Obviously, the simplest and most common type of opening is when the patio or balcony door comprises a single sash element and this is opened by turning on a fixed vertical axis by way of a set of hinges. The direction of opening can, of course, be to the left or the right with the hinges arranged accordingly. Please note! Where the hinges are placed on the left side and the handle of the door is on the right, then we call this a DIN left door; where the hinges are placed on the right side and the handle of the door is on the left, then we call this a DIN right door.
If, as well as turning, the door also tilts then the door cannot only be opened on rotation but the door can also be set into a tilted position. These doors are typically referred to as either turn – tilt – right or as turn – tilt – left doors.

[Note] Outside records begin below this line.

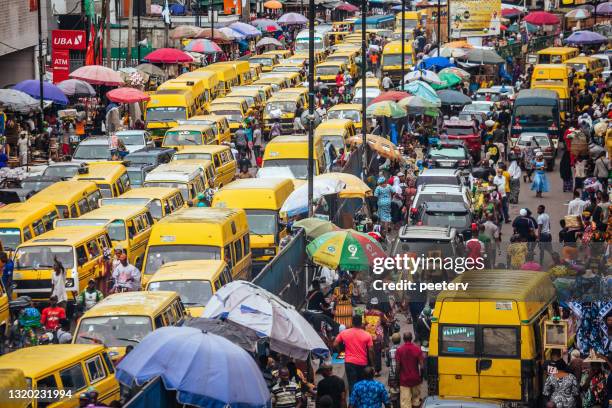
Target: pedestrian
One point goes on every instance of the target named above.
(331, 386)
(410, 362)
(369, 393)
(358, 349)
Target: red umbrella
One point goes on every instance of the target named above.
(541, 18)
(168, 56)
(127, 95)
(394, 96)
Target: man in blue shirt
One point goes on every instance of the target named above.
(369, 393)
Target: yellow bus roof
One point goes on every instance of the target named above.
(37, 361)
(143, 303)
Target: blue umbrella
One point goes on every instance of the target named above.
(50, 91)
(206, 370)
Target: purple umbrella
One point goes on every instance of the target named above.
(585, 38)
(50, 91)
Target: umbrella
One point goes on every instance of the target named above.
(297, 202)
(424, 90)
(246, 29)
(541, 18)
(268, 41)
(313, 227)
(50, 92)
(389, 96)
(380, 145)
(206, 370)
(168, 56)
(273, 4)
(292, 18)
(259, 311)
(450, 97)
(423, 75)
(386, 108)
(17, 100)
(76, 87)
(348, 250)
(203, 46)
(127, 95)
(585, 38)
(483, 56)
(461, 73)
(184, 32)
(97, 75)
(604, 8)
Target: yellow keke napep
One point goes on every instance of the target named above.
(161, 201)
(20, 222)
(128, 227)
(292, 152)
(221, 156)
(67, 369)
(195, 282)
(485, 340)
(124, 319)
(80, 250)
(71, 198)
(262, 200)
(188, 135)
(110, 177)
(200, 233)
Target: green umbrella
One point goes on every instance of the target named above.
(315, 226)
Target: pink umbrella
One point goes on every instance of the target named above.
(168, 56)
(127, 95)
(97, 75)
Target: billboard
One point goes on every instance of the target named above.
(474, 18)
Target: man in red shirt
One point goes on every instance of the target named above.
(52, 314)
(358, 348)
(409, 361)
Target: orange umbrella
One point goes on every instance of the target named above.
(273, 4)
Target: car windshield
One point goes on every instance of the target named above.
(43, 257)
(299, 167)
(345, 114)
(92, 152)
(166, 114)
(114, 331)
(10, 238)
(262, 222)
(444, 219)
(61, 171)
(131, 139)
(192, 292)
(159, 255)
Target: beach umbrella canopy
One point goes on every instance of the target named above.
(542, 18)
(246, 29)
(127, 95)
(292, 18)
(255, 309)
(76, 87)
(168, 56)
(50, 92)
(203, 46)
(387, 109)
(348, 250)
(451, 97)
(97, 75)
(585, 38)
(206, 370)
(18, 101)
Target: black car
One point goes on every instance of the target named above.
(150, 156)
(448, 155)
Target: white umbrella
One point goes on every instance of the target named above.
(254, 308)
(297, 202)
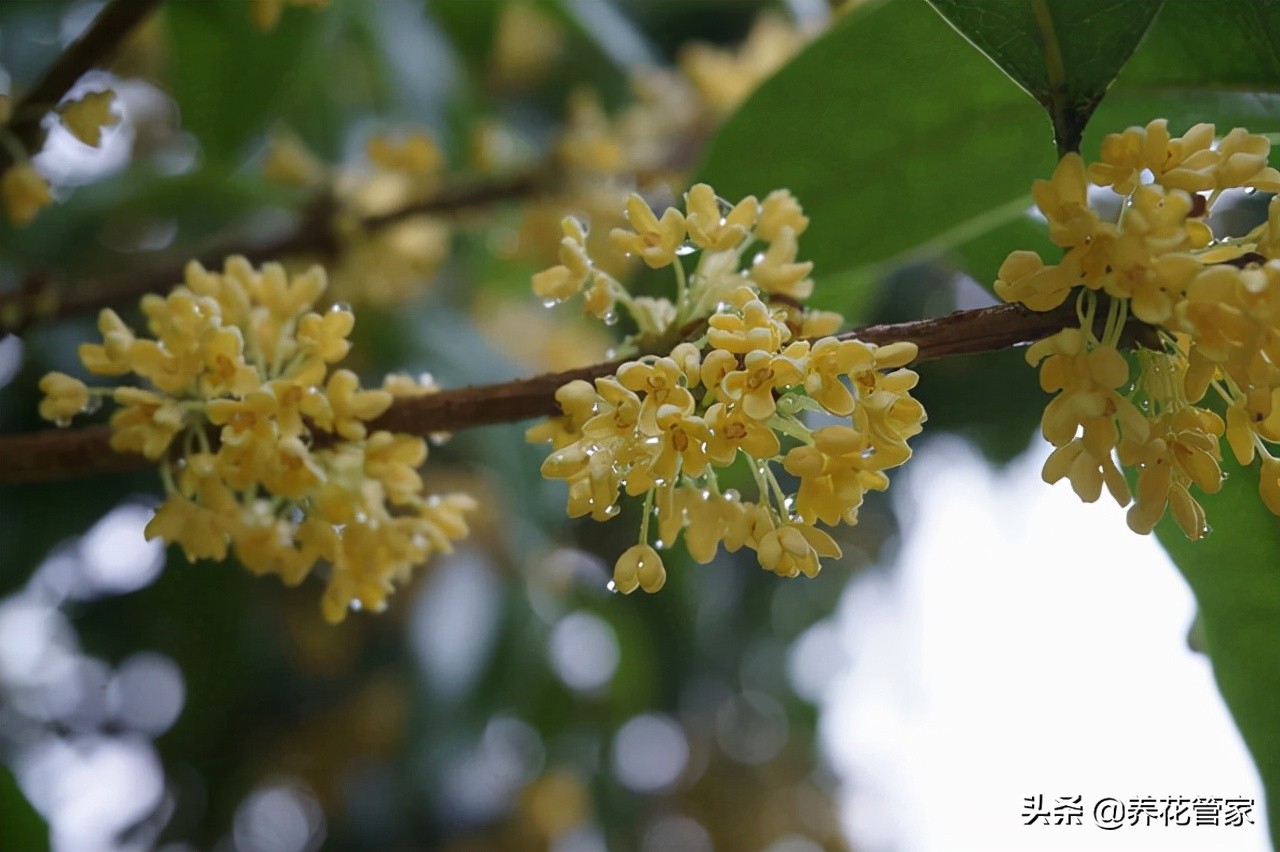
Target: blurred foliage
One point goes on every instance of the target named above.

Selection of the actual function, i.e. turn or tilt is carried by the door handle which has different functions set at 90 degree steps of turning the handle: handle vertically down = door closed, horizontal = turn function / door open, vertically up = tilt function / door tilted.

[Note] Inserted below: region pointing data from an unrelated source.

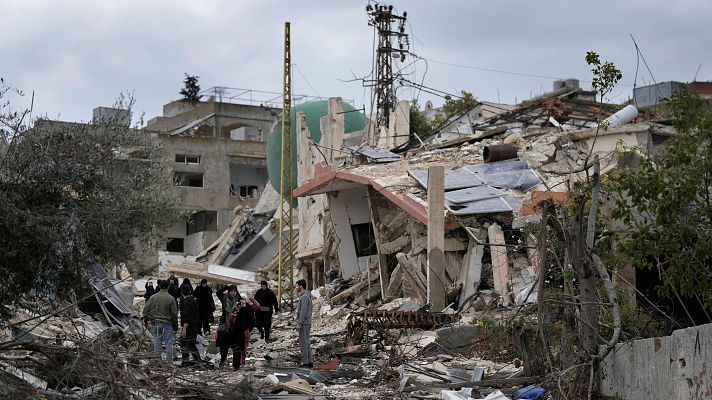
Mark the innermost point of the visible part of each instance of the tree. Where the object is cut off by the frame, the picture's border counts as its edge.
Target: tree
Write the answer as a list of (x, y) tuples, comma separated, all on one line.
[(666, 203), (191, 89), (70, 193), (452, 107), (419, 124)]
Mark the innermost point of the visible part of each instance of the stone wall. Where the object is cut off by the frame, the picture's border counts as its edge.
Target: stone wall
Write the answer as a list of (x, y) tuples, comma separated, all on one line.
[(678, 366)]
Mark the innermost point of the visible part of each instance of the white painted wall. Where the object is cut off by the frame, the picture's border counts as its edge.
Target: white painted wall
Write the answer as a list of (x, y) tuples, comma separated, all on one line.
[(349, 207)]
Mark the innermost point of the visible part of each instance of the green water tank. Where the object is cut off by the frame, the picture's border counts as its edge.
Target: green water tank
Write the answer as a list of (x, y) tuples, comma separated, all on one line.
[(353, 121)]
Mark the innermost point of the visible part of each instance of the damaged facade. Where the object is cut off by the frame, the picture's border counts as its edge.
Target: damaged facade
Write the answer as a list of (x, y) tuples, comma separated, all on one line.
[(364, 210), (218, 152)]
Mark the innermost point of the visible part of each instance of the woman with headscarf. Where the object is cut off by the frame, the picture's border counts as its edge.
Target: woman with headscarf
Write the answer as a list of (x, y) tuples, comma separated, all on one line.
[(186, 282), (238, 318), (204, 295), (253, 307)]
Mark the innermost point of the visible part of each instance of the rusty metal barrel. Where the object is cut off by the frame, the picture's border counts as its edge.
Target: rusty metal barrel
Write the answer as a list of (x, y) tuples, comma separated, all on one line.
[(500, 152)]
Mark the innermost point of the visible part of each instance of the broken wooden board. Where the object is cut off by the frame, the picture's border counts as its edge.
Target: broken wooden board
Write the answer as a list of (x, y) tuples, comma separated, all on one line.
[(471, 272), (395, 287), (500, 262)]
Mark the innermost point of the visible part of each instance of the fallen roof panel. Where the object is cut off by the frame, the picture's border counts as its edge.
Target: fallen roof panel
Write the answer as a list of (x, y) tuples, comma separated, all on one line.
[(486, 206), (509, 174), (498, 166), (101, 282), (374, 154), (456, 179), (522, 180), (472, 194)]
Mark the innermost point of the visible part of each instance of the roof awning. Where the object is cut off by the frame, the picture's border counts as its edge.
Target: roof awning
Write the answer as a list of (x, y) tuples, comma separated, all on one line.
[(191, 125)]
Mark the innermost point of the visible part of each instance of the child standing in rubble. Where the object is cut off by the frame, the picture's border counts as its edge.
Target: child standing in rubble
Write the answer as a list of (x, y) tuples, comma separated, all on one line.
[(236, 320)]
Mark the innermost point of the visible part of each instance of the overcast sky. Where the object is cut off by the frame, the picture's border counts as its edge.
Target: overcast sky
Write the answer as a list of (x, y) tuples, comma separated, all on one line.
[(77, 55)]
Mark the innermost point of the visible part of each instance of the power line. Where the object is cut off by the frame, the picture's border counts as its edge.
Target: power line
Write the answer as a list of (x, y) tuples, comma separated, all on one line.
[(305, 79), (499, 71)]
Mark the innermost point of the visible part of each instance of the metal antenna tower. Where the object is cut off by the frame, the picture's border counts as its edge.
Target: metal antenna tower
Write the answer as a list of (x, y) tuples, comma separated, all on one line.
[(382, 18), (286, 205)]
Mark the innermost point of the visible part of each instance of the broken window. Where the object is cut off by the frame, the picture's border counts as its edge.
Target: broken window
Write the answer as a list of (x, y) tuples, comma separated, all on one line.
[(175, 245), (188, 179), (187, 159), (202, 221), (247, 191), (364, 240)]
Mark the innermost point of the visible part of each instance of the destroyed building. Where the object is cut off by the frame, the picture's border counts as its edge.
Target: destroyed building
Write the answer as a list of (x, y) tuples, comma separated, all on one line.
[(363, 210), (218, 151)]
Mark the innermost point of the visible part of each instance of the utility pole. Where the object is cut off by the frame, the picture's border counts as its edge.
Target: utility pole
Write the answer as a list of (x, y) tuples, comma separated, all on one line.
[(286, 205), (382, 19)]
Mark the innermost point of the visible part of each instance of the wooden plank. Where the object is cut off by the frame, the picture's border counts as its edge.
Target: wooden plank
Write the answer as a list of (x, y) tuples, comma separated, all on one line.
[(411, 273), (454, 244), (382, 261), (471, 272), (395, 287), (436, 238), (500, 262), (394, 246)]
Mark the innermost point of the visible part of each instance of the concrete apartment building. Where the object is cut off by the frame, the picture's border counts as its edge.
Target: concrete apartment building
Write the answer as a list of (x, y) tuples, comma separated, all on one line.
[(218, 152)]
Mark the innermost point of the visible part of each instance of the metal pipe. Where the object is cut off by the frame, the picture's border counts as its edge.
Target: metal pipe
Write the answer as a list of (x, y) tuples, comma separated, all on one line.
[(500, 152)]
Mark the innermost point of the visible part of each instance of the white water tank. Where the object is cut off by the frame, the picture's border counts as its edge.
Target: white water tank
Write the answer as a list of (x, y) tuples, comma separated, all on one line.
[(572, 83), (623, 116)]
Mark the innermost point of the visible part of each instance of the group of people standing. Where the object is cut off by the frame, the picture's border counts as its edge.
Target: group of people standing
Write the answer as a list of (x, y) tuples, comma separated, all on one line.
[(238, 318)]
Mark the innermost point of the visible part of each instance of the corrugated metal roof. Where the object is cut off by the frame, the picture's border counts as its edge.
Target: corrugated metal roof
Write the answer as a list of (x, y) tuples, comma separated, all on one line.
[(472, 189), (374, 154)]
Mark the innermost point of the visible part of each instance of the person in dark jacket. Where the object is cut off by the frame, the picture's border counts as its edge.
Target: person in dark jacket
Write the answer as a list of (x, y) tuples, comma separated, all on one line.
[(186, 282), (161, 313), (150, 290), (190, 326), (237, 318), (268, 305), (204, 295), (172, 279)]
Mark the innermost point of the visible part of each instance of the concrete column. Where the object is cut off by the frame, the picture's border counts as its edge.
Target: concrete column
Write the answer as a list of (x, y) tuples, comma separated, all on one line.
[(500, 262), (436, 238), (471, 270)]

Double sash constructions for patio and balcony doors are available whereby the version flying mullion is very popular. The flying mullion is a mullion or central post which opens with the door as the profile or closing strip is fitted into the window or the door sash.
This type of opening does away with the central mullion, which greatly enlarges the amount of space between the two door sash units making the room itself seem so much bigger.
This way you have a much better uninterrupted view to the outside surroundings and large and difficult to move furniture can easily be brought into or taken out of the room.
The active leaf is opened first and is operated by turning the patio or balcony door handle, whereby it is usually possible to also use the tilt function on this element.
The inactive leaf or flying mullion is that part of the door which cannot be tilted and is opened using a door edge lever and is opened second.
An increasingly popular method of opening patio and balcony doors, allowing large spacious openings, is the sliding door unit, for example, the door with lift-and-slide function or that with parallel-slide-tilt function.
We have summarised a large amount of information on sliding doors on our special section dedicated to this kind of door.
Furthermore it is possible to order patio and balcony doors which open outwards. This allows the space right in front of the door to be used much more effectively. However, the tilt function which is normally possible cannot be employed with this type of door opening.
Many people are in the situation that their home and living space must be barrier-free due to physical handicaps or the building specifications in their area demand it.
This means that all living areas – and obviously all entrances and exits – must be accessible to all residents and visitors whether they are handicapped or not.
Fortunately, many barrier-free features are already standard today and even patio and balcony doors can be designed to be barrier-free. The patio door or the balcony door can be fitted with a flush-floor exit using a threshold strip which is absolutely flush with the ground.
Hence, a stumbling block that is often a trip hazard can be eliminated.